Das ganze Land soll zwangsweise über einen Aufschlag auf das Abo beim Internet Service-Provider mit einer Zusatz-Steuer auf den rechten Pfad – die Bezahl-Zeitung – zurück gebracht werden. Ziel ist es, um mit der virtuellen Wegelagerei jährlich 20 Millionen Euro zusammen zu bekommen und dieses Geld dann über die Redaktionen der traditionellen Zeitungen auszuschütten. Die sollen damit dann „innovative Internet-Projekte“ bedenken.

„Innovative Internet-Projekte“ – selbst in den Redaktionen der Bezahlt-Zeitungen dürften die meisten Leute vor Lachen vom Stuhl gefallen sein. Denn „innovative Projekte rund um Internet“ – ist es nicht genau das, was sie in den vergangenen Jahren in schöner Regelmässigkeit mit viel zu vielen Leuten und viel zu viel Geld an die Wand gefahren haben? Haben sie nicht in den ganzen Entscheidungs-Prozessen innerhalb ihrer aufgeblähten Organisationen „innovative Internet-Projekte“ behindert, frustriert, blockiert etc.? Damit die garantiert entweder zu spät auf den Markt kamen oder durch zu viel oder am besten viel zu viel Overhead nie rentabel werden konnten?

Die Kommission, so hatte die niederländische Medien-Welt erwartet, hätte auch was zur Situation der öffentlich-rechtlichen Sender sagen sollen.
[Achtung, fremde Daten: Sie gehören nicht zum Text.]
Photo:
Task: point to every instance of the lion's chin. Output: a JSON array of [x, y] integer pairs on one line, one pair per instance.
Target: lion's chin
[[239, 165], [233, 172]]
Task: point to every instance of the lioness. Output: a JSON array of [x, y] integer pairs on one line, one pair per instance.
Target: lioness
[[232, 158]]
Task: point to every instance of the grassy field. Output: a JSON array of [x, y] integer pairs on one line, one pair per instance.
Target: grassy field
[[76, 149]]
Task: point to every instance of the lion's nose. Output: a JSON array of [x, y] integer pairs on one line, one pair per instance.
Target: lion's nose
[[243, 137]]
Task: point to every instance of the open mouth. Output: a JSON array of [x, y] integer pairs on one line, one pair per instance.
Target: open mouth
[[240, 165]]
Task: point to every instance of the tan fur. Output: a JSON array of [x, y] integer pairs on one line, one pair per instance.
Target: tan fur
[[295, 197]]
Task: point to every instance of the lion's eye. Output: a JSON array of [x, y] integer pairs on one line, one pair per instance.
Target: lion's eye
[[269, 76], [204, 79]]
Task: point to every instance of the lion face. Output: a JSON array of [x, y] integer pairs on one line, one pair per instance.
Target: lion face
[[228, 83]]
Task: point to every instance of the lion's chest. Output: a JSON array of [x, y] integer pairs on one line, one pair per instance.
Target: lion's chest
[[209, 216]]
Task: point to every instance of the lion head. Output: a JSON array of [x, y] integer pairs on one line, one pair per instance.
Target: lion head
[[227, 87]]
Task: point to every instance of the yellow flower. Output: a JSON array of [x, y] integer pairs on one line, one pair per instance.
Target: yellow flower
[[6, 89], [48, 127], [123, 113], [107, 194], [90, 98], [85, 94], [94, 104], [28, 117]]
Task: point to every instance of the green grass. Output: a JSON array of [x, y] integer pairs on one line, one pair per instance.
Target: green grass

Die finanzieren sich anders als in Deutschland nicht über Gebühren sondern über Steuern – und auch noch über Reklame. Die Zeitungs-Verlage sowie kommerziellen Sender wie RTL und SBS sehen darin Marktverfälschung, gut zu sehen beim Kampf um die Fußballrechte. Meist in der Hand der Staatssender, die können immer noch eine staatliche Euro-Schippe drauflegen. Ansonsten bei diesen Sendern das gleiche Problem wie bei den Bezahl-Zeitungen: die jungen Leute wollen diese zwei Medien-Typen kaum sehen.

Noch eine Idee der Brinkman-Kommission. Die öffentlich-rechtlichen Sender sollen ihr Monopol auf TV-Zeitschriften aufgeben. Kaum zu glauben aber echt wahr: jahrzehntelang durften nur öffentlich-rechtliche Sender eine Fernseh-Zeitschrift herausgeben, nur die zu ProSiebenSat1-SBS gehörende Zeitschrift „Veronica“ ist nach einer Privatisierung eine Ausnahme. Der Verlag „De Telegraaf“ prozessierte jahrelang vergebens um das Recht der Herausgabe einer eigenen TV-Zeitschrift, nun sollen die „autorenrechtlich geschützten“ Programm-Details freigegeben werden.

Aber auch hier scheint bei der Kommission Brinkman nur ein begrenztes Verständnis für die neuen Medien zu bestehen. Haben nicht immer mehr TV-Geräte einen EPG (Elektronische Programm-Führer) und sehen nicht immer mehr Niederländer – vor allem wieder diese verfluchten jungen Leute – Fernsehen zeitversetzt im Internet? Gegen all das schreckliche Medien-Konsum-Verhalten, so denkt der arme Brinkman, muss dem Volk eine lenkende Web-Steuer aufgebrummt werden.